Here a data.table solution. The solution is general in the sense it will work even for a data.frame with 60 columns. Since I group the data by all variables different of value( See how I create keys below)
library(data.table)
dat <- read.table(text='name value etc1 etc2
A 9 1 X
A 10 1 X
A 11 1 X
B 2 1 Y
C 40 1 Y
C 50 1 Y',header=TRUE)
keys <- colnames(dat)[!grepl('value',colnames(dat))]
X <- as.data.table(dat)
X[,list(mm= mean(value)),keys]
name etc1 etc2 mm
1: A 1 X 10
2: B 1 Y 2
3: C 1 Y 45
EDIT extend to more than one value variable
In case you have more than one numeric variables on which you want to compute the mean , For example, if your data look like this
name value etc1 etc2 value1
1 A 9 1 X 2.1763485
2 A 10 1 X -0.7954326
3 A 11 1 X -0.5839844
4 B 2 1 Y -0.5188709
5 C 40 1 Y -0.8300233
6 C 50 1 Y -0.7787496
The above solution can be extended like this :
X[,lapply(.SD,mean),keys]
name etc1 etc2 value value1
1: A 1 X 10 0.2656438
2: B 1 Y 2 -0.5188709
3: C 1 Y 45 -0.8043865
This will compute the mean for all variables that don't exist in keys list.
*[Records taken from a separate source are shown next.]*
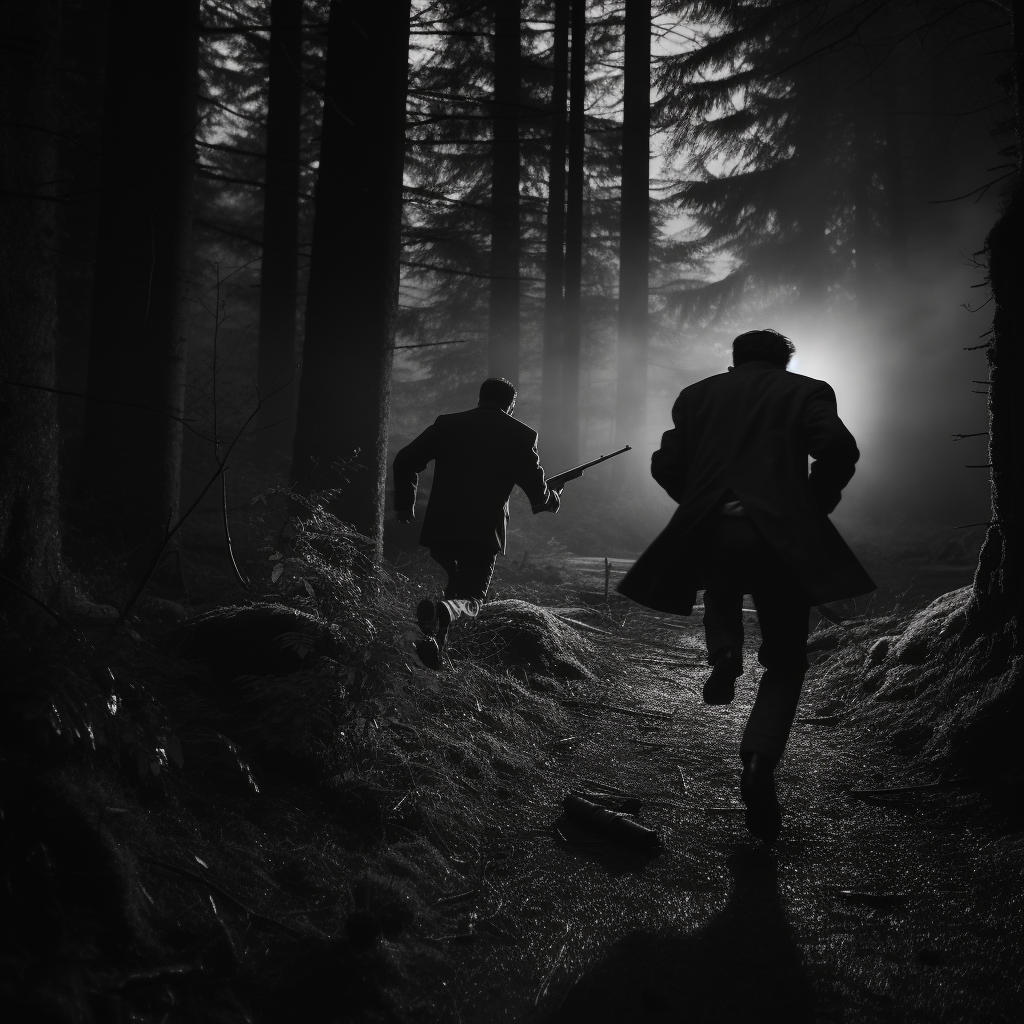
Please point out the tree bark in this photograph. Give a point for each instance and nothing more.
(352, 302)
(138, 342)
(30, 528)
(573, 236)
(554, 264)
(280, 270)
(999, 582)
(634, 246)
(810, 196)
(503, 333)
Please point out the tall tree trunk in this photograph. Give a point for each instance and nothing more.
(132, 456)
(999, 582)
(352, 303)
(280, 271)
(895, 190)
(83, 55)
(30, 528)
(864, 158)
(503, 328)
(810, 198)
(554, 263)
(573, 235)
(634, 246)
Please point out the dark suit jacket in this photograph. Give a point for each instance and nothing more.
(748, 434)
(479, 456)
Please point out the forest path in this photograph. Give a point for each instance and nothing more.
(902, 909)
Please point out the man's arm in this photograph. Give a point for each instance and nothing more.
(668, 464)
(409, 463)
(530, 479)
(830, 445)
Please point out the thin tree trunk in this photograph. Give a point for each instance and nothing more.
(554, 265)
(280, 271)
(895, 190)
(83, 54)
(140, 317)
(503, 333)
(30, 527)
(573, 235)
(863, 229)
(634, 247)
(352, 303)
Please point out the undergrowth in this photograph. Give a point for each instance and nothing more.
(261, 813)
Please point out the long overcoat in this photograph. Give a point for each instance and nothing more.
(748, 434)
(479, 456)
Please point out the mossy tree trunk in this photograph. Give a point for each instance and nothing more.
(30, 535)
(985, 686)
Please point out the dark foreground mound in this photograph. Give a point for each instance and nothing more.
(515, 634)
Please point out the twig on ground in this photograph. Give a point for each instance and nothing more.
(184, 872)
(32, 597)
(227, 532)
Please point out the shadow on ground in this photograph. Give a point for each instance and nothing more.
(742, 966)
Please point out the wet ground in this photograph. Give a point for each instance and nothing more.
(902, 907)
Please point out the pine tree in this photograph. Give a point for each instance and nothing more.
(132, 446)
(30, 528)
(351, 307)
(280, 270)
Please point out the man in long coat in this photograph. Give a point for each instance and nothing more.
(753, 520)
(479, 456)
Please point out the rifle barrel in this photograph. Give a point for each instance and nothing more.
(587, 465)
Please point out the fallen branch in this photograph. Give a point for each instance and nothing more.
(940, 784)
(184, 872)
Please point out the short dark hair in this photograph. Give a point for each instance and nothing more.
(499, 391)
(767, 345)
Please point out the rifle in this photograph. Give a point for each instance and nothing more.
(560, 479)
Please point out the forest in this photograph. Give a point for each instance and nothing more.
(249, 251)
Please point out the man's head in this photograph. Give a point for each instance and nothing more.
(498, 392)
(766, 346)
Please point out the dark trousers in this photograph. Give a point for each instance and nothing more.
(738, 562)
(469, 572)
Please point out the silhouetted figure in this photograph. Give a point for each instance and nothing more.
(742, 966)
(479, 456)
(753, 520)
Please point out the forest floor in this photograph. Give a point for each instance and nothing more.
(415, 864)
(901, 906)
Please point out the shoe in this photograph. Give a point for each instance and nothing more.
(757, 787)
(720, 688)
(429, 653)
(426, 615)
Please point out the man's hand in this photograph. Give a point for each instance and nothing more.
(560, 481)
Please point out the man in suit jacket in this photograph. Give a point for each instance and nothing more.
(753, 520)
(479, 456)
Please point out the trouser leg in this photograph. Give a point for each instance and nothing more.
(469, 576)
(723, 623)
(784, 619)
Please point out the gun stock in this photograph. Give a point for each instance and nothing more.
(559, 479)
You can use aggregate() function like below:
aggregate(df$value,by=list(name=df$name,etc1=df$etc1,etc2=df$etc2),data=df,FUN=mean)
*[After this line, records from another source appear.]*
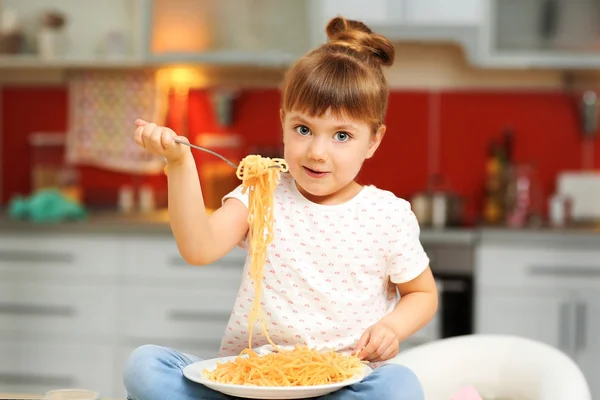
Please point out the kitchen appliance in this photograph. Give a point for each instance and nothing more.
(452, 264)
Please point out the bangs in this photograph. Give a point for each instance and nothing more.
(345, 88)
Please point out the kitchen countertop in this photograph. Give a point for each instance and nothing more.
(157, 223)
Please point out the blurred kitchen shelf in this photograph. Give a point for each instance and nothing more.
(220, 58)
(33, 61)
(227, 58)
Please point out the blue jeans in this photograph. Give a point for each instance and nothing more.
(156, 373)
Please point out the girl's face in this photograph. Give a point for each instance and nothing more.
(325, 154)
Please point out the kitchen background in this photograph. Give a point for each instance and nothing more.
(492, 134)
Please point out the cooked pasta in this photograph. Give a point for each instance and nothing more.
(298, 367)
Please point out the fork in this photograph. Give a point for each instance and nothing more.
(213, 153)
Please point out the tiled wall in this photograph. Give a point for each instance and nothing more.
(446, 132)
(441, 118)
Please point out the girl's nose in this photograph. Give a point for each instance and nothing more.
(317, 150)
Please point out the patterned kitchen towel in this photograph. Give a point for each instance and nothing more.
(103, 106)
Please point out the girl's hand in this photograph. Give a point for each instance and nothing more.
(159, 140)
(378, 343)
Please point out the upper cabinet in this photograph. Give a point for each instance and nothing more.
(274, 33)
(267, 33)
(541, 34)
(456, 21)
(77, 33)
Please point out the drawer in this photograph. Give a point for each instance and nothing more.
(33, 367)
(176, 313)
(58, 256)
(158, 258)
(450, 258)
(58, 309)
(526, 266)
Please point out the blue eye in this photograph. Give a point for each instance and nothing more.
(303, 130)
(342, 136)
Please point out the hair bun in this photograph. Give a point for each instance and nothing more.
(358, 36)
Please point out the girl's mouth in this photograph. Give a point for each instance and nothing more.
(315, 174)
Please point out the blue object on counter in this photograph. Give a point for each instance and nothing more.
(48, 205)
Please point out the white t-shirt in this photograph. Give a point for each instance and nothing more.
(330, 269)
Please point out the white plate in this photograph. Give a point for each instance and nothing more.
(194, 373)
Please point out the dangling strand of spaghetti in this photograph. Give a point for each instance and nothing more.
(260, 177)
(298, 367)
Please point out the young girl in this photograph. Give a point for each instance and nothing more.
(340, 249)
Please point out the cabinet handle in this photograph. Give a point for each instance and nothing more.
(22, 379)
(566, 271)
(563, 327)
(17, 256)
(33, 309)
(206, 316)
(581, 324)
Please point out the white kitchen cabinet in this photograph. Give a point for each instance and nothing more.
(269, 33)
(459, 12)
(539, 314)
(98, 34)
(73, 305)
(587, 345)
(545, 290)
(456, 21)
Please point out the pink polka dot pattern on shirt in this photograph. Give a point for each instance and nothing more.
(330, 269)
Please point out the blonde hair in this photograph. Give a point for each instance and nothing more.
(343, 75)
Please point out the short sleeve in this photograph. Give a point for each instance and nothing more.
(236, 194)
(408, 259)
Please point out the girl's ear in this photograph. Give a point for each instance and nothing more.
(376, 141)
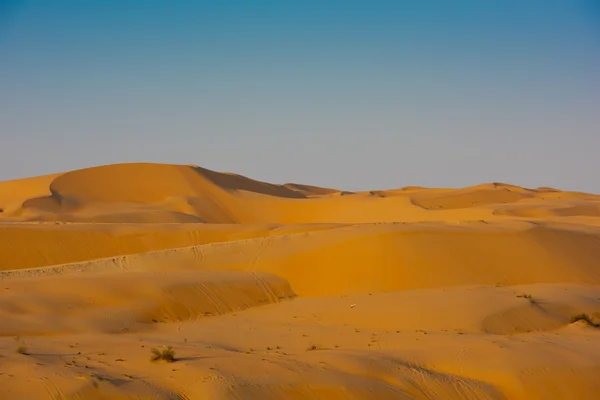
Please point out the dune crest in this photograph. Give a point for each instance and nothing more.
(294, 291)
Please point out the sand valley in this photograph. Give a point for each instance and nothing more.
(292, 291)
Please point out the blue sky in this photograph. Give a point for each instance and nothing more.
(349, 94)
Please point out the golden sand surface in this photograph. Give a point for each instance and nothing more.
(293, 291)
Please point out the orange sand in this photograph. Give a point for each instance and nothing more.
(294, 291)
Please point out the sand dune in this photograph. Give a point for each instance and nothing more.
(294, 291)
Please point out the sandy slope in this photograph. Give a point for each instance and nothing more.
(294, 291)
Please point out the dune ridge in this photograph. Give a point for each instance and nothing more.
(294, 291)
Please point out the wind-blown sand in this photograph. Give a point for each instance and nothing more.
(294, 291)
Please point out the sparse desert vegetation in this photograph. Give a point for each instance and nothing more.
(267, 289)
(165, 355)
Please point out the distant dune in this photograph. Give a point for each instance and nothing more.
(294, 291)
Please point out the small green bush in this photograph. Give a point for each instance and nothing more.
(167, 355)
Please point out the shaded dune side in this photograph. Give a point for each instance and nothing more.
(119, 192)
(127, 302)
(30, 245)
(151, 193)
(387, 258)
(356, 375)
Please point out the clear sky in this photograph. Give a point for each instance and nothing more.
(349, 94)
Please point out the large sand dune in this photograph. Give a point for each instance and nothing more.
(294, 291)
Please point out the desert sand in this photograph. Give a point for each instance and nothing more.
(294, 291)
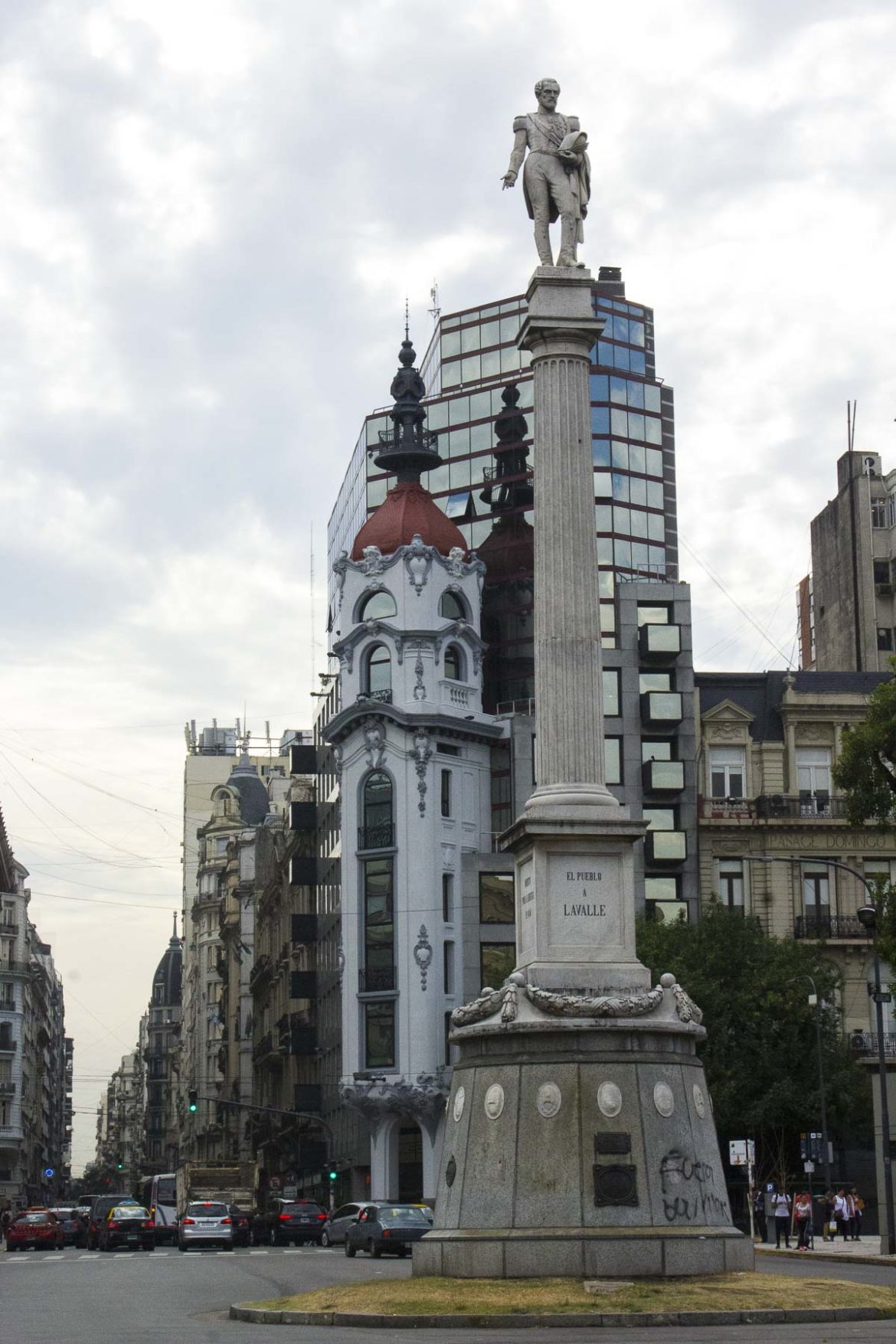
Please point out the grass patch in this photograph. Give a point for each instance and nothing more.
(499, 1297)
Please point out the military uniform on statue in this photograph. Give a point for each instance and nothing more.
(579, 1137)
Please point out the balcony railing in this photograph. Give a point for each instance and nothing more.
(377, 838)
(375, 979)
(829, 927)
(776, 806)
(865, 1043)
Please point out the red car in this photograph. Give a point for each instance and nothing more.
(35, 1228)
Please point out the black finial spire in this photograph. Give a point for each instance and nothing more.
(409, 448)
(511, 482)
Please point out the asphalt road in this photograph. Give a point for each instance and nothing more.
(74, 1297)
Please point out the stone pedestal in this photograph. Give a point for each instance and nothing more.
(582, 1148)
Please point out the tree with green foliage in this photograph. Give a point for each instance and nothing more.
(865, 770)
(760, 1055)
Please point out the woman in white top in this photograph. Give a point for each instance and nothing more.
(781, 1205)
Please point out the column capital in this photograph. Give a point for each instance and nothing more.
(559, 313)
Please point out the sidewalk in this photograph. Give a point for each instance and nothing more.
(865, 1251)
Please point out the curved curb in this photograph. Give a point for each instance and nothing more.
(571, 1319)
(881, 1261)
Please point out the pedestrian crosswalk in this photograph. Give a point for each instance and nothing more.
(119, 1257)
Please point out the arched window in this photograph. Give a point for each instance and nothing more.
(452, 607)
(379, 671)
(377, 607)
(453, 663)
(377, 812)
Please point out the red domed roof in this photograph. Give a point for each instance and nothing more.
(406, 511)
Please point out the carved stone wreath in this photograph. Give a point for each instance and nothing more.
(423, 954)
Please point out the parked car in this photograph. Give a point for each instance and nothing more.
(206, 1223)
(338, 1222)
(100, 1210)
(289, 1221)
(73, 1228)
(37, 1228)
(128, 1225)
(386, 1228)
(242, 1221)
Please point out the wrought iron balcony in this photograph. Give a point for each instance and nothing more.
(377, 838)
(865, 1043)
(375, 979)
(829, 927)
The code (written by Metrics) is almost working except in one place (.name). I slightly modified it:
sample<- structure(list(name = structure(c(1L, 1L, 1L, 2L, 3L, 3L), .Label = c("A",
"B", "C"), class = "factor"), value = c(9L, 10L, 11L, 2L, 40L,
50L), etc1 = c(1L, 1L, 1L, 1L, 1L, 1L), etc2 = structure(c(1L,
1L, 1L, 2L, 2L, 2L), .Label = c("X", "Y"), class = "factor")), .Names = c("name",
"value", "etc1", "etc2"), class = "data.frame", row.names = c(NA,
-6L))
sample.m <- ddply(sample, 'name', summarize, value =mean(value), etc1=head(etc1,1), etc2=head(etc2,1))
sample.m
name value etc1 etc2
1 A 10 1 X
2 B 2 1 Y
3 C 45 1 Y
Assuming your dataframe is df.
install.packages("plyr")
library(plyr)
df<- structure(list(name = structure(c(1L, 1L, 1L, 2L, 3L, 3L), .Label = c("A",
"B", "C"), class = "factor"), value = c(9L, 10L, 11L, 2L, 40L,
50L), etc1 = c(1L, 1L, 1L, 1L, 1L, 1L), etc2 = structure(c(1L,
1L, 1L, 2L, 2L, 2L), .Label = c("X", "Y"), class = "factor")), .Names = c("name",
"value", "etc1", "etc2"), class = "data.frame", row.names = c(NA,
-6L))
df.m<-ddply(df,.(name),summarize, value=mean(value),etc1=head(etc1,1),etc2=head(etc2,1))
df.m
name value etc1 etc2
1 A 10 1 X
2 B 2 1 Y
3 C 45 1 Y
This simple one worked for me:
avg_data <- aggregate( . ~ name, df, mean)
Using the "aggregate" function: apply the formula method ( x ~ y ) for all variables (.) based on the naming variable ("name"), within the data.frame "df", to perform the "mean" function.